Initial reports of the incident included footage showing the Lanzhou within 45 yards of the Decatur as it sailed near the Spratly Islands. But new footage—acquired from the U.S. Navy by The South China Morning Post via a freedom of information request—shows Chinese sailors dropping protective buoys on the side of the vessel's hull in case of a collision.

According to Keith Patton, deputy chairman of the Strategic and Operational Research Department at the U.S. Naval War College, the video may show the Chinese crew using mind games.

"It could be upping the game of chicken with the [People's Liberation Army Navy] warship signalling it was serious by making those preparations," Patton told SCMP.
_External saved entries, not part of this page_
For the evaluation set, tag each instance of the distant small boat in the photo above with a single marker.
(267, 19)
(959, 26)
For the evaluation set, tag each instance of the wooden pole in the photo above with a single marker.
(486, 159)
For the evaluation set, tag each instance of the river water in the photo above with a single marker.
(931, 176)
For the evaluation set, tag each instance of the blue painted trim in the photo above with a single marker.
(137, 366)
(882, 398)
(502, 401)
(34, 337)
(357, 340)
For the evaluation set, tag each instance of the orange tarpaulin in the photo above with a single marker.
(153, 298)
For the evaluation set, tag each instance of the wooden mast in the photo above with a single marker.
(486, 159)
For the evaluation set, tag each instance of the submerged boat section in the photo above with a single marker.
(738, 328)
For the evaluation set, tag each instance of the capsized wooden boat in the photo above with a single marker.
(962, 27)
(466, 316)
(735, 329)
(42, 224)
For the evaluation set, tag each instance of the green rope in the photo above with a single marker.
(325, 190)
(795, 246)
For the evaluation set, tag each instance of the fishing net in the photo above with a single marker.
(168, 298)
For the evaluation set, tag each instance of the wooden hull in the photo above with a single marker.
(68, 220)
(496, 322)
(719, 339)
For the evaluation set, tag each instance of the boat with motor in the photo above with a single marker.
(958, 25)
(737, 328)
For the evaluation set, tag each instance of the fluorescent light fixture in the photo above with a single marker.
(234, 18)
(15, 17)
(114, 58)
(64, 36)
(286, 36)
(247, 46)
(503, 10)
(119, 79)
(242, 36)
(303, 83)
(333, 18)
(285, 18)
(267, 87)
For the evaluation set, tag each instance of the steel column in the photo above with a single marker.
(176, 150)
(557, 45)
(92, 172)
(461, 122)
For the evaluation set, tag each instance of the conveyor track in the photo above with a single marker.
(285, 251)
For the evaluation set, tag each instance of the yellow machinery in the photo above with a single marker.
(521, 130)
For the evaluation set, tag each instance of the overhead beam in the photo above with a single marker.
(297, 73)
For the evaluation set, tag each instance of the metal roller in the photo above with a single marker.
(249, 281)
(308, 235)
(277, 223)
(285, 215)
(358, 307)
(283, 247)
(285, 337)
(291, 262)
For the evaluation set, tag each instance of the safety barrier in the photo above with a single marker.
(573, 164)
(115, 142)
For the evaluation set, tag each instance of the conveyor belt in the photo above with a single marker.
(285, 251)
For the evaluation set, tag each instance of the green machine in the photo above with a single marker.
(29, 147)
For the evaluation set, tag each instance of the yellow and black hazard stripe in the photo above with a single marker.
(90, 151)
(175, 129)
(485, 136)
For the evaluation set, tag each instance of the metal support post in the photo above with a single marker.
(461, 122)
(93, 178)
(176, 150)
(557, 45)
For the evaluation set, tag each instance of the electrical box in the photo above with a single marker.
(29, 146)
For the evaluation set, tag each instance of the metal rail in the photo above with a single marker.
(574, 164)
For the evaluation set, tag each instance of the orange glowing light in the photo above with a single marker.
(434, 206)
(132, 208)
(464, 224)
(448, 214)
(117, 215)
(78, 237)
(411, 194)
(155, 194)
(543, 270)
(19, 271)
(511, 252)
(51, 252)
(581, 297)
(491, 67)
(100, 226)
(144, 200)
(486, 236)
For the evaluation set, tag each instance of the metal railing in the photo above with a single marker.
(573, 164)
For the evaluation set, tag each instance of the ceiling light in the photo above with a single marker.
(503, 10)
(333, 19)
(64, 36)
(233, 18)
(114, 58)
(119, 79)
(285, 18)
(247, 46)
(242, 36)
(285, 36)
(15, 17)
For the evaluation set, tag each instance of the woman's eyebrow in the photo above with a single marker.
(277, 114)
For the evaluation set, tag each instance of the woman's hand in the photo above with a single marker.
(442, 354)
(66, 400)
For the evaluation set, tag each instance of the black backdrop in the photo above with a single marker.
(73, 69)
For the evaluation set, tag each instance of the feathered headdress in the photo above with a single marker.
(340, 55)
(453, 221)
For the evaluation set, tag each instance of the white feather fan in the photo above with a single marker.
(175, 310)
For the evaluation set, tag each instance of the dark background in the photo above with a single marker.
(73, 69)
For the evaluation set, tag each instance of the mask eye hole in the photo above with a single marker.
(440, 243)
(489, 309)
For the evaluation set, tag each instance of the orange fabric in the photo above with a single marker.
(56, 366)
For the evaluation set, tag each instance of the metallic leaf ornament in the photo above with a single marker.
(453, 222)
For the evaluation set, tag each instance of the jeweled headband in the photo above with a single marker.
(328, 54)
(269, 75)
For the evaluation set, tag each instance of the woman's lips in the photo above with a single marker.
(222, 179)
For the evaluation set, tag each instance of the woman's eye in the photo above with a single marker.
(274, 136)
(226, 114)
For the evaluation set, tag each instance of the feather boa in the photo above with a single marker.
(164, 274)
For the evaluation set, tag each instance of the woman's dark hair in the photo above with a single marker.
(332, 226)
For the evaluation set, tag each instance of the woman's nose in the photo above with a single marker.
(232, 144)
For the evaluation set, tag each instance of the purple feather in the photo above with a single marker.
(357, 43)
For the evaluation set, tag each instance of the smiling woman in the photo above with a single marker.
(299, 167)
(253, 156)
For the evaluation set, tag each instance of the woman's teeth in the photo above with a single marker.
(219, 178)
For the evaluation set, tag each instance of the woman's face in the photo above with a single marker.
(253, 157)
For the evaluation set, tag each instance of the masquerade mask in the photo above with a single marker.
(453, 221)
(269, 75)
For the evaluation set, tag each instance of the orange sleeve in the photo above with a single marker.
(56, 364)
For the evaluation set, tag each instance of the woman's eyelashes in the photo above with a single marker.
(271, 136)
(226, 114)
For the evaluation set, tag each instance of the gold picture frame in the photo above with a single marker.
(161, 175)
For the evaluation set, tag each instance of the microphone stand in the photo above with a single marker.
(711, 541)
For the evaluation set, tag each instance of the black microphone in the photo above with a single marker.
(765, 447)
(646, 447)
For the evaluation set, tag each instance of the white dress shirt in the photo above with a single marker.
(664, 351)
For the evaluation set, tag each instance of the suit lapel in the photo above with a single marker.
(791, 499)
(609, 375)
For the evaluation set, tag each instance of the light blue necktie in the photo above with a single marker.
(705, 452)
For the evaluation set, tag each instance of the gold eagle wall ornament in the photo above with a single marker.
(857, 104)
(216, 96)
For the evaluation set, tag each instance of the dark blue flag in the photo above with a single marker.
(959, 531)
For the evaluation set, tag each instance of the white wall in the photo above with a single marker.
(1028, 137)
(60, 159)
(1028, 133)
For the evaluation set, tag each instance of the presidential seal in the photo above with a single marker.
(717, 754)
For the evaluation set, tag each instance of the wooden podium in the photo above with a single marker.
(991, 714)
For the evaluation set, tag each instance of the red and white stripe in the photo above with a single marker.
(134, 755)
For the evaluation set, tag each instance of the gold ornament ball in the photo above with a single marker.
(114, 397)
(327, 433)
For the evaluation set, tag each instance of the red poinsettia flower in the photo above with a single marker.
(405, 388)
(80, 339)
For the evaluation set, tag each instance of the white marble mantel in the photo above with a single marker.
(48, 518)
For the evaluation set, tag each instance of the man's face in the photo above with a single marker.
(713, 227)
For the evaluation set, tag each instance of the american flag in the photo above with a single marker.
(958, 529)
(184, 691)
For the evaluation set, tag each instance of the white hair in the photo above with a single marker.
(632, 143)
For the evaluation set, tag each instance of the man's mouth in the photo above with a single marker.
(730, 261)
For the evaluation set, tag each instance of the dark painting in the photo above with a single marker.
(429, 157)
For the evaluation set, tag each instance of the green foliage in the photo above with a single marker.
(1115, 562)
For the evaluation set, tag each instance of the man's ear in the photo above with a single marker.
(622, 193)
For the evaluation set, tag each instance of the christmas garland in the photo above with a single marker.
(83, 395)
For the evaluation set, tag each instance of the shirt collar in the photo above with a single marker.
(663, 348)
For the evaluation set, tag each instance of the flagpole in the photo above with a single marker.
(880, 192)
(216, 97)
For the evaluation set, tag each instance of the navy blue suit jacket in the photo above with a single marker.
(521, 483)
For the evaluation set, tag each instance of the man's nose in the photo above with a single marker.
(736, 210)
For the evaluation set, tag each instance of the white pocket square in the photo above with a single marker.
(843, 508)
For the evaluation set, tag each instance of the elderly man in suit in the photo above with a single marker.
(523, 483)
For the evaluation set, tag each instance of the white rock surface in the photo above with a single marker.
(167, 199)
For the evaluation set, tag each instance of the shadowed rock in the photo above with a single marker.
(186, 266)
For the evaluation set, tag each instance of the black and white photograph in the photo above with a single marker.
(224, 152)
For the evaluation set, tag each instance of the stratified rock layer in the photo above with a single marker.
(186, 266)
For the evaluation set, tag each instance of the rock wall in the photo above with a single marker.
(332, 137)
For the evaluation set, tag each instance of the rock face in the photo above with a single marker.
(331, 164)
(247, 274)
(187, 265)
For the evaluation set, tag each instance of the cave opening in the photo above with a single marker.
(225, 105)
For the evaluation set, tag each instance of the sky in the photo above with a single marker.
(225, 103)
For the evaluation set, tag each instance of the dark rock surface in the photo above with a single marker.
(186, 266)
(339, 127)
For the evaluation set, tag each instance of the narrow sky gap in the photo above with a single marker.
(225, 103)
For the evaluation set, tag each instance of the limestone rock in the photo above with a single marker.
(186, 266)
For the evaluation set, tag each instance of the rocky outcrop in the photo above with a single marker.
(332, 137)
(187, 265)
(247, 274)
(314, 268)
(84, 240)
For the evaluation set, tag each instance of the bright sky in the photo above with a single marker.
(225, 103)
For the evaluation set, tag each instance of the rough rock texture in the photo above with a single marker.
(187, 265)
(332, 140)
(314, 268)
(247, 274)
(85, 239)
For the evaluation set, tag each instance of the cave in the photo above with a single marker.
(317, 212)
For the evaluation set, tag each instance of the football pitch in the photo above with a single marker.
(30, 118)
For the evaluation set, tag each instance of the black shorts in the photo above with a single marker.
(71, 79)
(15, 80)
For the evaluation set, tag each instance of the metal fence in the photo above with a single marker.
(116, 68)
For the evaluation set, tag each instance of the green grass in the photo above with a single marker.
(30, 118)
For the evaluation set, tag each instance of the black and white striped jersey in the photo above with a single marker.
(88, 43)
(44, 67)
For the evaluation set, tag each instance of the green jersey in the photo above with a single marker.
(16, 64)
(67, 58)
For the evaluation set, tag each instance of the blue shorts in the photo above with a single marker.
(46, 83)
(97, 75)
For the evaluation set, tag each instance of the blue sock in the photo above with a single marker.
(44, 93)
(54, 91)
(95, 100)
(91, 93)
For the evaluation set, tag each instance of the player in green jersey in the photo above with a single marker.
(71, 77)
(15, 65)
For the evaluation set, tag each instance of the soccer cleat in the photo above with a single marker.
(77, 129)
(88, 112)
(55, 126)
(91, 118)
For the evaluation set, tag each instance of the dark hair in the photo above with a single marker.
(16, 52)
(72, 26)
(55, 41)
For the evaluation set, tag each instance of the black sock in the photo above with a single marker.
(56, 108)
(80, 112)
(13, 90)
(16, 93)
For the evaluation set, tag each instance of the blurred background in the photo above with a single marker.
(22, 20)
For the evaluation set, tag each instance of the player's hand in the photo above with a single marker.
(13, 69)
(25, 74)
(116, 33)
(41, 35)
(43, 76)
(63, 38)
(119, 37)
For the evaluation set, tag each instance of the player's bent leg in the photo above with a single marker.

At the time of the encounter, American officials accused the Chinese ship of engaging in an "unsafe and unprofessional manoeuvre" by sailing so close to the U.S. warship. Beijing, on the other hand, accused the U.S. of "provocative actions" and violating "basic norms governing international relations."

China has been steadily expanding its presence in the South China Sea, expanding small islands and reefs to create a network of military bases. These have allowed Beijing to effectively enforce its disputed territorial claims without a shot being fired.

Some of these bases now host electronic warfare systems, runways suitable for nuclear bombers, and hypersonic ballistic missiles designed to sink aircraft carriers.

China's claims in the South China Sea overlap with those of Vietnam, the Philippines, Taiwan, Brunei and Malaysia—all members of ASEAN. The waters contain rich fishing grounds, vital shipping routes and potentially lucrative natural resources.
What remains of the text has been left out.